Gaiman’s children’s novels, such as Coraline and The Graveyard Book, are deservedly decorated, but even his adult novels often have a childlike quality to them, a deceptively innocent air. This novel certainly does, as does Stardust. They are rather like fairy tales with even more of an edge than the Brothers Grimm. Gaiman seems never to have lost his memories of what it is really like to be a child. He has great sympathy for children, and does not consider childhood to be a carefree time. In the 2012 Zena Sutherland Lecture, he stated:
Children are a relatively powerless minority, and, like all oppressed people, they know more about their oppressors than their oppressors know about them. (Find this in his journal here.)

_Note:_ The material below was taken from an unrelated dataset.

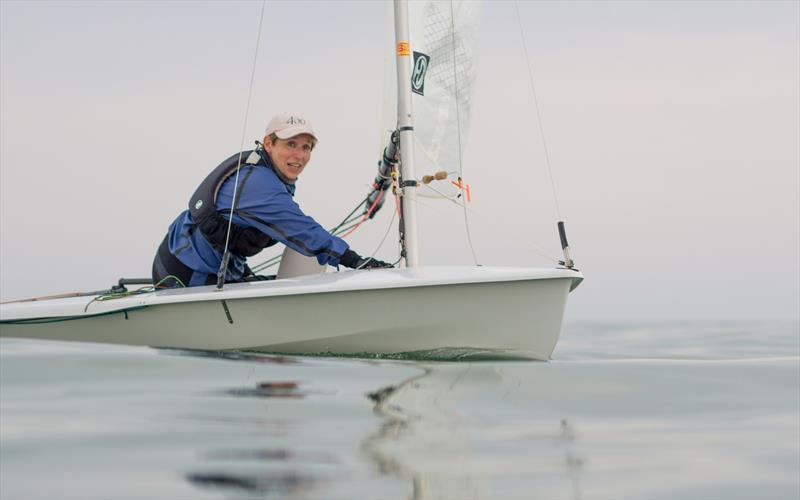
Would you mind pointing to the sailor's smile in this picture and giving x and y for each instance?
(290, 156)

Many of the worst situations that children in his novels face come as a result of the negligence or bad choices of the adults who were supposed to protect them. On the other hand, he also portrays wonderful, caring adults, such as Lettie’s mother and grandmother. Lettie is an ageless character, in many ways, and when the boy opines that grown-ups are not afraid of anything, Lettie says:
I’m going to tell you something important. Grown-ups don’t look like grown-ups on the inside either. Outside, they’re big and thoughtless and they always know what they’re doing. Inside, they look just like they always have. Like they did when they were your age. The truth is, there aren’t any grown-ups. Not one, in the whole wide world. (P. 112)
I can highly recommend this enchanting and frightening tale to older teens and adults. If there is an audiobook in the works, do plan to listen. Neil Gaiman has a wonderful voice, and he reads most of his own audiobooks. In the meantime, you can go to YouTube and watch his commencement address called “Make Good Art” which was also made into a book that I recently gave as a graduation present. As a matter of fact, I think I’ll go listen to that speech again right now!
Disclaimer: I read a library copy of this book. My gushing opinions are solely my own and do not reflect those of my employer or anyone else.